The cancer has returned in many myeloma patients who initially showed no signs of disease after CAR-T treatment -- even with highly sensitive testing methods that can detect one cancerous cell in a million. In contrast, in the earlier leukemia and lymphoma studies, those are the patients doctors believe are most likely to be cured.

Still, there was promising data at the hematology meeting, stemming from studies of the sickest patients who may be most difficult to treat.

Celgene and Bluebird’s experimental CAR-T therapy bb2121 is “leading the pack in the overcrowded BCMA space,” said Biren Amin, a health care analyst at Jefferies LLC. Ten of 12 patients treated with a next-generation version of the compound initially responded to treatment, and nine continue to benefit.

A different compound from Celgene, JCARH125, was able to maintain a higher number of engineered cells in the patient’s bodies, which could mean it will work for longer periods.

J&J Move

J&J put its rivals on notice with plans to push deeper into CAR-T with technology it licensed from Chinese partner Nanjing Legend Biotech, a unit of GenScript Biotech Corp. Data presented on their first compound, LCAR-B38M, showed 88 percent of patients responded to treatment, with 74 percent being in complete remission.

Other contenders include Allogene Therapeutics Inc., which is seeking regulatory approval to study an off-the-shelf CAR-T that could be used for any multiple-myeloma patient -- current CAR-Ts are tailored to each patient.

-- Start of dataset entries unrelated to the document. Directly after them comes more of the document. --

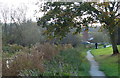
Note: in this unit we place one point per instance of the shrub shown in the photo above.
(47, 50)
(25, 62)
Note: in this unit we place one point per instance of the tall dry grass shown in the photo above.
(29, 61)
(32, 59)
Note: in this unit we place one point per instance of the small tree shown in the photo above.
(61, 17)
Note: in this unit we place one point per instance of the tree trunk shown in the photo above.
(114, 43)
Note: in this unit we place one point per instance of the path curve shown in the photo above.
(94, 69)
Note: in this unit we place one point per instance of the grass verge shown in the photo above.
(108, 64)
(70, 62)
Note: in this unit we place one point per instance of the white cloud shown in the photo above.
(31, 7)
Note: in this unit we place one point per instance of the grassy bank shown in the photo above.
(108, 64)
(70, 62)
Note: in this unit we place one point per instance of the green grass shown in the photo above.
(70, 62)
(108, 64)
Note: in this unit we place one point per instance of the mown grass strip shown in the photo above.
(108, 64)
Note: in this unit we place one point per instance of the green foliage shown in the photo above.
(108, 64)
(70, 62)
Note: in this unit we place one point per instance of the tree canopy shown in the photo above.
(61, 17)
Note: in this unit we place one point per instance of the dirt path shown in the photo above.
(94, 69)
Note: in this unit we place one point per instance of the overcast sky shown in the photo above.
(31, 7)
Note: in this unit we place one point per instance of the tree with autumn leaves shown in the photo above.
(61, 17)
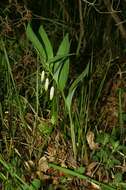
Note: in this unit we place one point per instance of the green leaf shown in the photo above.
(61, 68)
(47, 43)
(36, 184)
(74, 86)
(36, 43)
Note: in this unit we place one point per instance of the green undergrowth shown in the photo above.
(62, 102)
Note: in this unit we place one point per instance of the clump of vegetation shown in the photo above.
(62, 98)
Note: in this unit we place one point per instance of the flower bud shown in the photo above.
(51, 92)
(46, 84)
(42, 76)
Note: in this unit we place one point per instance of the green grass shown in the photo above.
(79, 49)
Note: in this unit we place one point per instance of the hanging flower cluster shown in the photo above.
(46, 85)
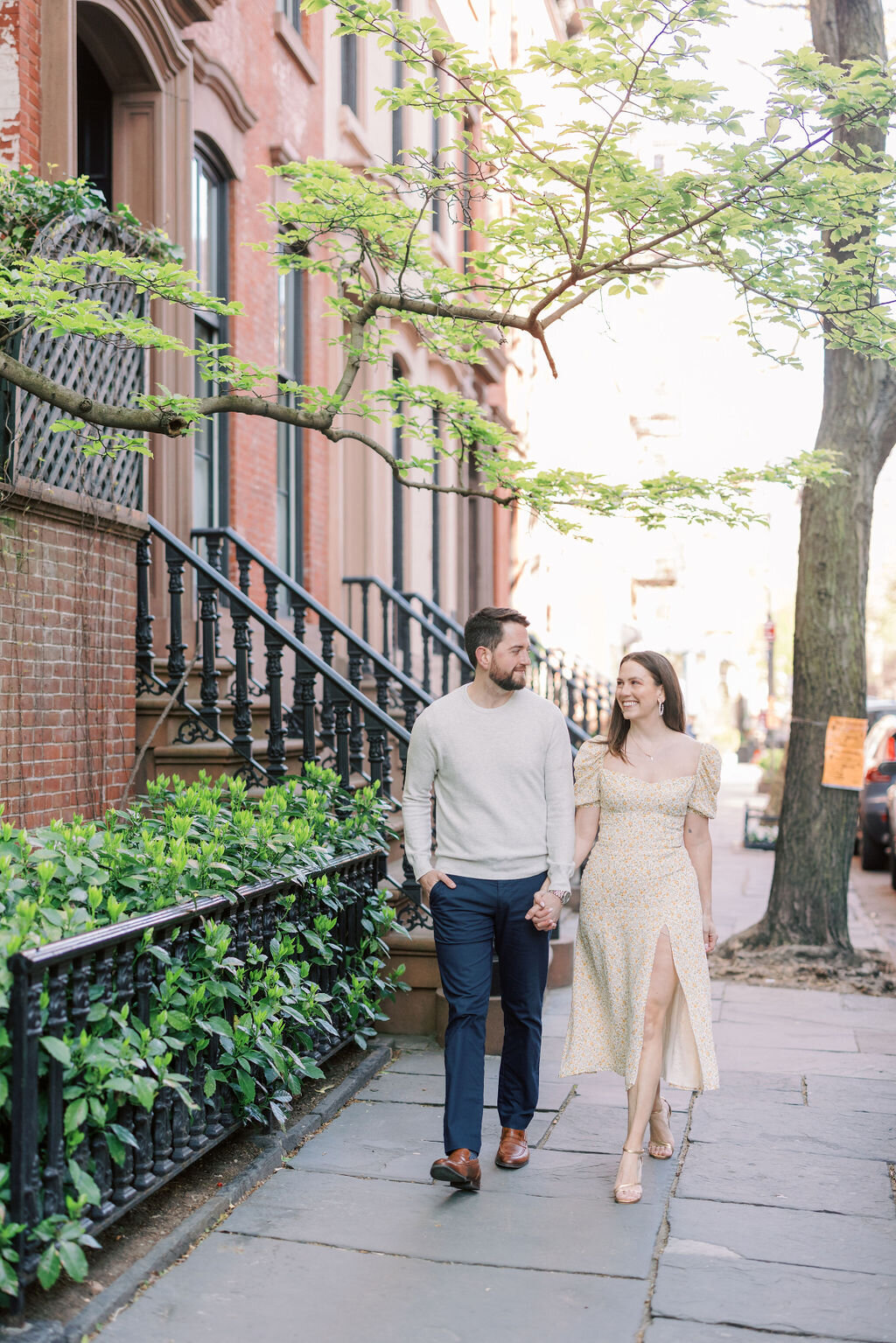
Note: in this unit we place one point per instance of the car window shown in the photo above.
(878, 739)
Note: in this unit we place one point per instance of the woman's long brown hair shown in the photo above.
(673, 713)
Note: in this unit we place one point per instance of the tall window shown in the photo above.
(437, 516)
(290, 461)
(94, 123)
(398, 113)
(436, 155)
(466, 196)
(210, 245)
(348, 43)
(293, 11)
(398, 497)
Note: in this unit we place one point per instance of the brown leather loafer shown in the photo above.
(514, 1150)
(458, 1169)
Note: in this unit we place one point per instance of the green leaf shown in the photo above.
(85, 1184)
(75, 1115)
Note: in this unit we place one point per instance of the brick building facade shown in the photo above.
(178, 108)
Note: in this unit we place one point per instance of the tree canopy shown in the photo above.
(560, 213)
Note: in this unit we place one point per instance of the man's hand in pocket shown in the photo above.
(431, 878)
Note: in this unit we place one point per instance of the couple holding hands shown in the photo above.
(511, 829)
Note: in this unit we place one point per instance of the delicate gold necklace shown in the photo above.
(641, 748)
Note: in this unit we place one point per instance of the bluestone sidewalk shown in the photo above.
(774, 1219)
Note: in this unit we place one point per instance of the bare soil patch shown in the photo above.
(137, 1232)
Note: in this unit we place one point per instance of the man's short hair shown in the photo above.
(485, 627)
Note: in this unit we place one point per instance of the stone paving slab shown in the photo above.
(584, 1127)
(876, 1041)
(786, 1179)
(774, 1034)
(775, 1088)
(699, 1228)
(609, 1089)
(803, 1129)
(494, 1229)
(685, 1331)
(780, 1298)
(429, 1089)
(752, 1059)
(844, 1094)
(258, 1288)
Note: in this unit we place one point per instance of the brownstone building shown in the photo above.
(178, 108)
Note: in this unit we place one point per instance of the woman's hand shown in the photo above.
(710, 935)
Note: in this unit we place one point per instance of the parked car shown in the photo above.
(876, 708)
(891, 811)
(880, 771)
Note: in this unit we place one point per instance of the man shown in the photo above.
(497, 758)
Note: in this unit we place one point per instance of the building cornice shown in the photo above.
(220, 80)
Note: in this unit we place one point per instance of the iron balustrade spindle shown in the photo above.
(176, 647)
(143, 637)
(57, 987)
(208, 624)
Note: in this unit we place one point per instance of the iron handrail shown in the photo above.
(406, 609)
(304, 595)
(433, 609)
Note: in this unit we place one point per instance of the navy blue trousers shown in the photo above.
(469, 920)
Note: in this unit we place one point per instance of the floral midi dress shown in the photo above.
(637, 881)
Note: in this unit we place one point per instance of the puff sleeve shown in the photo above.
(589, 765)
(705, 790)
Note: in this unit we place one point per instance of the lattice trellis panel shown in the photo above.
(103, 369)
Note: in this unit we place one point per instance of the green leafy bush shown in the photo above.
(248, 1028)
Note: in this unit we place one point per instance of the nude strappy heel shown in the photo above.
(620, 1192)
(665, 1150)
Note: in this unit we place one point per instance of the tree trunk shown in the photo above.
(808, 901)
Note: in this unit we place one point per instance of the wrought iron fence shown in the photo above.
(102, 369)
(54, 991)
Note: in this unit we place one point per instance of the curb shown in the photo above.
(274, 1147)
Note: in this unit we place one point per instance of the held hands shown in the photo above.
(710, 935)
(546, 909)
(431, 878)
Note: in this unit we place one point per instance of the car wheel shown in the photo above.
(872, 855)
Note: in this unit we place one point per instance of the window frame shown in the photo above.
(213, 328)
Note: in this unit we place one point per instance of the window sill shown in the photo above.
(50, 501)
(298, 52)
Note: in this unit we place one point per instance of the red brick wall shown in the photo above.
(67, 609)
(20, 30)
(290, 115)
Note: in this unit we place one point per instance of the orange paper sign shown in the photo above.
(844, 753)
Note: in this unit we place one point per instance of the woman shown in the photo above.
(641, 1001)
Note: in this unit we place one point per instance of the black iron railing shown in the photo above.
(407, 637)
(329, 720)
(396, 692)
(329, 716)
(57, 990)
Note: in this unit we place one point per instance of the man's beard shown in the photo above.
(509, 682)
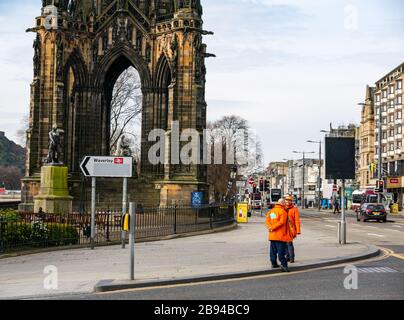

Companies including Amgen Inc. and GlaxoSmithKline Plc are developing related drugs that target the BCMA protein, found in myeloma cells. They could be easier to use than the bespoke CAR-T treatments, though they may not be as potent, said Fung, the blood cancer expert from Fox Chase.

“Who is going to be winning, who is going to be cured, it may take five or 10 years before we know,” Fung said.